I learned quite a lot.  One thing became apparent quite quickly.  A craft fair is not quite the same as a proper ART and craft fair. The expectation, from the visitors, is bargain prices, and fun items.  I did sell quite a few of my bowls, I am pleased to say - but in general, I quickly became aware that visitors were mostly looking for cheap and cheerful Christmas gifts.  The same thing cannot be said of a major ART fair, I visit a huge one every summer called "Art in Action",  artists not only sell their wares, they demonstrate too.  The expectation from the visitors is quite different.  Visitors expect to find quality art items, and are prepared to pay high prices for unique pieces.  Having said this....major art fairs of this kind are expensive for the exhibitor to attend;  smaller craft fairs are priced quite differently, at minimal cost for a table.


So - provided you manage your expectations, you can have a lot of fun. Remember the saying...."he who expects little is seldom disappointed".  The girl behind me sold almost nothing, despite the vast attendance.  It can happen, she said -  she was fairly philosophical about it whereas I would have been devastated.  But she knew that no two weeks are the same.

Prepare well, keep your expectations in check, and have a great time.  I did.

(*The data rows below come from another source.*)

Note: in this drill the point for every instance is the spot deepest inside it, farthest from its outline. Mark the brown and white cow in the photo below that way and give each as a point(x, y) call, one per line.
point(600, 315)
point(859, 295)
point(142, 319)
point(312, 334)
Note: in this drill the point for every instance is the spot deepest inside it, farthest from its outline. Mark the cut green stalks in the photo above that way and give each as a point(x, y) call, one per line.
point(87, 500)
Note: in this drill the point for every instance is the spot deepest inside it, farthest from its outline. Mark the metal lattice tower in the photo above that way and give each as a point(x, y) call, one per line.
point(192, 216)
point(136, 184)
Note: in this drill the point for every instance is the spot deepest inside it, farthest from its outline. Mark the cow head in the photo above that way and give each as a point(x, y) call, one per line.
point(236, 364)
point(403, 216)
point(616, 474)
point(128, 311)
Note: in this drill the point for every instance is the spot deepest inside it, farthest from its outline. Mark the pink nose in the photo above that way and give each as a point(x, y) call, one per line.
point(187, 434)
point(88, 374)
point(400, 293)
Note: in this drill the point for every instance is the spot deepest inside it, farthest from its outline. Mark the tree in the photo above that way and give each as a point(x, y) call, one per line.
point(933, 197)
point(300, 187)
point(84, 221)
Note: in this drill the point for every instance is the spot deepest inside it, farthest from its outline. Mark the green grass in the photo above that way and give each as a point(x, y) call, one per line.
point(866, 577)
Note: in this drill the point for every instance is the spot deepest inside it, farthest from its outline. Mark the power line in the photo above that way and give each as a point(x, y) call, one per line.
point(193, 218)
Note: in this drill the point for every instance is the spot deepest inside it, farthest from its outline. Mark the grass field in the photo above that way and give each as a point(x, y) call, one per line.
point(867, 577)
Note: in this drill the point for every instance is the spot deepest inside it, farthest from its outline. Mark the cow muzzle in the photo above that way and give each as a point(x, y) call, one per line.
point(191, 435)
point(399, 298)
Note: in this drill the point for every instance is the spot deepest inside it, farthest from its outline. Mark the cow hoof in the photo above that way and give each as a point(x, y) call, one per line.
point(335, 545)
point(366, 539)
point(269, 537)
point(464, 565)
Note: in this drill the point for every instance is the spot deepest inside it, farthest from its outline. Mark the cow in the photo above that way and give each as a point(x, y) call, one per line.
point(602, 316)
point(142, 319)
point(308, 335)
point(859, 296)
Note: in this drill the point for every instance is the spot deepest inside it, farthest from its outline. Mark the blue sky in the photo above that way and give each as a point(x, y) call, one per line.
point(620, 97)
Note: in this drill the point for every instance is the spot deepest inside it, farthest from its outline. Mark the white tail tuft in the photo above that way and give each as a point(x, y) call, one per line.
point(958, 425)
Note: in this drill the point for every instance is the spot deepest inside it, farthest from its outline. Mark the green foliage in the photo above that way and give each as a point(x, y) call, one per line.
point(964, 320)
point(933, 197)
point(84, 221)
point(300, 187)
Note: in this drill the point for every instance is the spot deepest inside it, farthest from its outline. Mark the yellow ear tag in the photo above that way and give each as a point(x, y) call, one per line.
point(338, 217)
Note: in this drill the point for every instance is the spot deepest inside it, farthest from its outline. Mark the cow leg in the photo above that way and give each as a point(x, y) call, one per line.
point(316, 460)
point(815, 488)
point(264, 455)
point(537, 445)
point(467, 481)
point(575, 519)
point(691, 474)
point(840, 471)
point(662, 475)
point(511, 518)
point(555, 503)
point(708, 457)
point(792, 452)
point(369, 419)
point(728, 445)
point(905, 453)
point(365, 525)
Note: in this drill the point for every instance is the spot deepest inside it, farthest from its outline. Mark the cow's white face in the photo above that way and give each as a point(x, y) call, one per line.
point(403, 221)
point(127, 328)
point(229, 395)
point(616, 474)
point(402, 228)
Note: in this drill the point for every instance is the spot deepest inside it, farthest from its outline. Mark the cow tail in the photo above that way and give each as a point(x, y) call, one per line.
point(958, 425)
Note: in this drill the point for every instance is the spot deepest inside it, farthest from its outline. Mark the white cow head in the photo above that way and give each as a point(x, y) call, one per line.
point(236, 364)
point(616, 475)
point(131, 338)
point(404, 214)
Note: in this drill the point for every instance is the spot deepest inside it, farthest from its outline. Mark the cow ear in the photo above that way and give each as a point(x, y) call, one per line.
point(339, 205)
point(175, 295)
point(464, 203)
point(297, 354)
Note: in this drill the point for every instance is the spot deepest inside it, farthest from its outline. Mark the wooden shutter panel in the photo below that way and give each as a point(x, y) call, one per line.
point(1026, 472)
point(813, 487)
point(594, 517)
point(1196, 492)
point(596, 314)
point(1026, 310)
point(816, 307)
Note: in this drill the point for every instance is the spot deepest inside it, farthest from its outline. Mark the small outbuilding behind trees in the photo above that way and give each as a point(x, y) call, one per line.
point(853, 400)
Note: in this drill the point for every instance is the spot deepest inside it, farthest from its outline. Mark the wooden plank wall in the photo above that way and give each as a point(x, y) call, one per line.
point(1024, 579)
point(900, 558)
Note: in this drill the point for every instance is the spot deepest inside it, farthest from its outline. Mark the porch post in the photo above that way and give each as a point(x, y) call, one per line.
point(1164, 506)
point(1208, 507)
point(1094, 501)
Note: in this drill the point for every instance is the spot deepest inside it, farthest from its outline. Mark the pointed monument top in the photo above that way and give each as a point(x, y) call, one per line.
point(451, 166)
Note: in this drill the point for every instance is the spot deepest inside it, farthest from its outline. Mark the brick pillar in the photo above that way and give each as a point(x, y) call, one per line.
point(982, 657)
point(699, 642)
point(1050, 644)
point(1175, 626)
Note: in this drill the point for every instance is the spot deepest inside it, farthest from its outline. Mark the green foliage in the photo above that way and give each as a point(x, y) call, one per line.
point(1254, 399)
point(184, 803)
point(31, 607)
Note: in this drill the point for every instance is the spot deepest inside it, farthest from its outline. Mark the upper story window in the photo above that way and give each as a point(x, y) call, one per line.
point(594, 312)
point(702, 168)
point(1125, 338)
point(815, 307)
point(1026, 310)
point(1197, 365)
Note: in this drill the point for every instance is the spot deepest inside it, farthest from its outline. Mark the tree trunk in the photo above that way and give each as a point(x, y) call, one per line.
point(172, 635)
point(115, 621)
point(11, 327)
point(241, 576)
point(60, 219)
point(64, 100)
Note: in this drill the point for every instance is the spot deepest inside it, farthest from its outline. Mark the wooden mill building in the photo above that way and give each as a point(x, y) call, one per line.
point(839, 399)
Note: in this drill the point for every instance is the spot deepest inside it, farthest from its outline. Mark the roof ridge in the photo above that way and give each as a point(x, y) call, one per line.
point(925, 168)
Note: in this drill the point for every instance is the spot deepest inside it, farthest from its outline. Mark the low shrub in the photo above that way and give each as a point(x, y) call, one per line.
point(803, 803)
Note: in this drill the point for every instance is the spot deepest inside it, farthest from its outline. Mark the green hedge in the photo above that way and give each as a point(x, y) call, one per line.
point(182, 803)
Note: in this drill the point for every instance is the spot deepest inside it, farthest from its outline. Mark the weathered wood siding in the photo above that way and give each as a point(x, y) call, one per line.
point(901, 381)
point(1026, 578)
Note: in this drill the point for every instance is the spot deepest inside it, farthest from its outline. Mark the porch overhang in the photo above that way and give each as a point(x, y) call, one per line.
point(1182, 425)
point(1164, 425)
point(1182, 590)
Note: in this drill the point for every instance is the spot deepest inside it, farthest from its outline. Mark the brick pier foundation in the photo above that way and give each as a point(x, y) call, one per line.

Last but far from least..........TAKE A SKETCHBOOK!  The sketching opportunities are endless, and between sales, you can sit and quietly  capture some special scenes.  (This young man in the middle has a baby animal - perhaps a rabbit or guinea pig - stuffed down his jacket and is eating its carrots.......)


  1. Congratulations on the sales, Jackie, and thanks for the very helpful information.

  2. Thanks for sharing! I had a similar experience at a fair. This one was mostly food, soap, and inexpensive jewelry. Although I was only selling mini paintings, they were probably the most expensive items by far. I sold just enough to cover the costs but did have a good time meeting people.

  3. Your bowls are beautiful! Hope you sold a lot. Looks like fun.

  4. I can recommend iZettle as a means of taking credit card payments - you can get a £20 reader that will take chip and signature payments, or a £60 reader that does chip and pin, and links to your phone via Bluetooth. The more expensive reader might be more than you need, but it does take extra types of cards, like debit cards. I've tried it out and it's easy to use, and the transaction rate is fairly low.